Austrian Director Vicente Amorim brings us Good, based on a play by C.P. Taylor, which professes to answer the question of how a good man can do bad things. That premise reminded me of one of my favorite movies, A Simple Plan, though this film promised to be on a larger scale.
Viggo Mortensen plays Halder, a professor at a German university in 1938. He is a quiet man who goes about his teaching, writes an occasional novel, deals with the nutty wife, a screaming child, and a nagging and bedridden mother. His best friend Maurice is a psychoanalyst who occasionally lends his couch to Halder. More important to the story, Maurice is a Jew.
When the Nazis asks Halder to write a paper in support of euthanasia (ask me my favorite joke on this subject sometime - I promise you'll be disappointed), Halder is honored to receive attention from someone in such a high post in the government and agrees. One catch, he finds, is that he must join the Nazi party. He agrees, which is a slap in the face to Maurice, though Halder reasons that it's not like anybody's talking about hauling away all the Jews.
Next, they haul away all the Jews. If you feel like I've given away the plot here, then you failed Junior High history class, or at least you should have. Anyway, it at least appears you can read, so well done there. Halder does try to help Maurice, even if it wasn't a grandiose effort. I mean, he was momentarily distracted by his mother's attempted suicide and all, so it wasn't like he was just loafing around. He fails, with some help it turns out, and then sets out to find his friend.

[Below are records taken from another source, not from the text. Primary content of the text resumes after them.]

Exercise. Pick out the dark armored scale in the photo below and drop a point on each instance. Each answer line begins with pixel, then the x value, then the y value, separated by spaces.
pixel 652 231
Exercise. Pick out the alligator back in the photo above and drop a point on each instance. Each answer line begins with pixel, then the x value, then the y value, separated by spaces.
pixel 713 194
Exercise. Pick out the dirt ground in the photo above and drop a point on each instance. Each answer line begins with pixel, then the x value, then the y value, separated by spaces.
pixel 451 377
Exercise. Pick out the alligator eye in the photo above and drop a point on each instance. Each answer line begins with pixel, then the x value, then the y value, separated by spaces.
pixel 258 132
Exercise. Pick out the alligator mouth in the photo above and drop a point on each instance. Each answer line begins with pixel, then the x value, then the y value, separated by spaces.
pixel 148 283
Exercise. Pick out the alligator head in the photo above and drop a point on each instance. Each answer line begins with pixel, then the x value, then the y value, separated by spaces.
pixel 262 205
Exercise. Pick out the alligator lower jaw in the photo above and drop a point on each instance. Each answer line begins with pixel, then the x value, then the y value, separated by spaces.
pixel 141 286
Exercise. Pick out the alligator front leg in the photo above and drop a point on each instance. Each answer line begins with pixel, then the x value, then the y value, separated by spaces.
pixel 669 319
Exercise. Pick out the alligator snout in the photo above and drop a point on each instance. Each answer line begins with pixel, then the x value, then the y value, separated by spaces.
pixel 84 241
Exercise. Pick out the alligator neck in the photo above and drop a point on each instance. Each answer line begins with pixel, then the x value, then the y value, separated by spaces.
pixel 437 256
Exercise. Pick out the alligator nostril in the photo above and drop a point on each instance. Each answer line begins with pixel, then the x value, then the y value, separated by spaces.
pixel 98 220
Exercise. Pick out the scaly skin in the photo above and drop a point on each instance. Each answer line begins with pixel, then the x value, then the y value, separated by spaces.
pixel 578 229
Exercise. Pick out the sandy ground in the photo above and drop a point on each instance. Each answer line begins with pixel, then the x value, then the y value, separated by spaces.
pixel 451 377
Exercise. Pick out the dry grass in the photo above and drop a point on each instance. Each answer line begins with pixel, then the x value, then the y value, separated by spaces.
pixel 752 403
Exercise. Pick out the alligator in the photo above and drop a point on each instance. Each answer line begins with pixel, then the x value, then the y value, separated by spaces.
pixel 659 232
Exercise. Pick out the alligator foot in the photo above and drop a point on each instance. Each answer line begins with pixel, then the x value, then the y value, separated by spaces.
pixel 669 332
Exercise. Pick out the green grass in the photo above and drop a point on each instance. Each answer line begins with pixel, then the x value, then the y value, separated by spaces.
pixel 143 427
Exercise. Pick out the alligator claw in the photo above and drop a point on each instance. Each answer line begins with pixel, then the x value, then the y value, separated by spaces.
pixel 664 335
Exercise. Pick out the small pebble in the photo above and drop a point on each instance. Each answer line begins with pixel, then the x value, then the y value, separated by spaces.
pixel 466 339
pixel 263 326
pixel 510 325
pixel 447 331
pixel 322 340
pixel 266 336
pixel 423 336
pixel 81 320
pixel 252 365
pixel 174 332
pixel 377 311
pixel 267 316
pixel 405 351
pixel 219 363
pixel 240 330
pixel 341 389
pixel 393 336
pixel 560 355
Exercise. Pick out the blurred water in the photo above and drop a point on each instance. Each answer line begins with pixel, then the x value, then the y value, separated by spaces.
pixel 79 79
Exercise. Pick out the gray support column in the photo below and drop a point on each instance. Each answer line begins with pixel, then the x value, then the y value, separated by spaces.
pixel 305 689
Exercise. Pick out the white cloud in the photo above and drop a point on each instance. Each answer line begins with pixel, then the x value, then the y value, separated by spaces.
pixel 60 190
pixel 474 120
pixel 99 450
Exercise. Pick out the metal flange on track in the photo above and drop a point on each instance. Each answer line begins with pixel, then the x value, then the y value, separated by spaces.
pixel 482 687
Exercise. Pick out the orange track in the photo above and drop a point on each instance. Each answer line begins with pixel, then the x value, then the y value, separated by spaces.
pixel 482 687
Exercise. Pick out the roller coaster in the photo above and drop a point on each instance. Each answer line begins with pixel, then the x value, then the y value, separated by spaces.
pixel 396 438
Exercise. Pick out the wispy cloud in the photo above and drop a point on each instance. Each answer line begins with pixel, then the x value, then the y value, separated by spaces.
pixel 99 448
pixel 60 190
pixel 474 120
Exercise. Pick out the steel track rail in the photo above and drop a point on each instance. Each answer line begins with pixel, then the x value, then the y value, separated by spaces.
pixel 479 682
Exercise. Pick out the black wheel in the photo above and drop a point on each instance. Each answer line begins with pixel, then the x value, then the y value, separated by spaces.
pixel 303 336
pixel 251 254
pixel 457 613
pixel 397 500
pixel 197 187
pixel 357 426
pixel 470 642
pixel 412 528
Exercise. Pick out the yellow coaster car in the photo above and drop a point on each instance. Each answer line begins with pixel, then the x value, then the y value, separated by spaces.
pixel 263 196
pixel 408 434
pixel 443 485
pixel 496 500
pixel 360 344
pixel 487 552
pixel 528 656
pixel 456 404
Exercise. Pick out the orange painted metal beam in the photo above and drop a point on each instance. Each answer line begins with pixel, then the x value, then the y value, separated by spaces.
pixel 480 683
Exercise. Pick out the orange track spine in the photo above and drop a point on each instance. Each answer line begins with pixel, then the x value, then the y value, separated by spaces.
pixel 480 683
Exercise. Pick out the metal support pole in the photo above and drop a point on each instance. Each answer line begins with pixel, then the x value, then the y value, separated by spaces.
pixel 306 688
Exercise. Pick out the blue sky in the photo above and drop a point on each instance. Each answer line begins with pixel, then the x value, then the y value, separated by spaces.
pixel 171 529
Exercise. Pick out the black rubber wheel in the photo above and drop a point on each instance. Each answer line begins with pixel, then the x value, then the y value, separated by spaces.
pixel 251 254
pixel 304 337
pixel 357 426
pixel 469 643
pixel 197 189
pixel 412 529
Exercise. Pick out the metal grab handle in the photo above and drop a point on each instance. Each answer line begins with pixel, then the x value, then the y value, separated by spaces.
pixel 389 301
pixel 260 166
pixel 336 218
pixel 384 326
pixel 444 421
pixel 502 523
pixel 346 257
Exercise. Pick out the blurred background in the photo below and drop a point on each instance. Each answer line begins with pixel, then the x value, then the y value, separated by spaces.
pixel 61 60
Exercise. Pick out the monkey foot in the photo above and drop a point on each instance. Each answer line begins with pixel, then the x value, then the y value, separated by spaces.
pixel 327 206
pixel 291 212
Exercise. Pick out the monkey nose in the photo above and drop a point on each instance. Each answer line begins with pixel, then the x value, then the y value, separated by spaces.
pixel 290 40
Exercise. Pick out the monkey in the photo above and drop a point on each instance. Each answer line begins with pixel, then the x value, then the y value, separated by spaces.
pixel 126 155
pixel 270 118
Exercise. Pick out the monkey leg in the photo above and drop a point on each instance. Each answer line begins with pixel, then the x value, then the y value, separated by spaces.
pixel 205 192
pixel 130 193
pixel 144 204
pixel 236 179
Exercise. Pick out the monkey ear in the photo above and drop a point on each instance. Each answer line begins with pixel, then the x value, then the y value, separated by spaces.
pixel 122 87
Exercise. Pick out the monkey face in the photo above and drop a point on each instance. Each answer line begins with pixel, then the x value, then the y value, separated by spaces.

Well, I guess it was well done, but I just really didn't like the characters enough. And the whole thing with all the Germans running around talking in English accents really threw me for a loop. I'm sorry, but saying "Heil, Hitler" in a typicaqlly apologetic English cadence just doesn't carry the same effect. I felt sorry for Maurice, but not much for anyone else. My imdb rating: 6/10.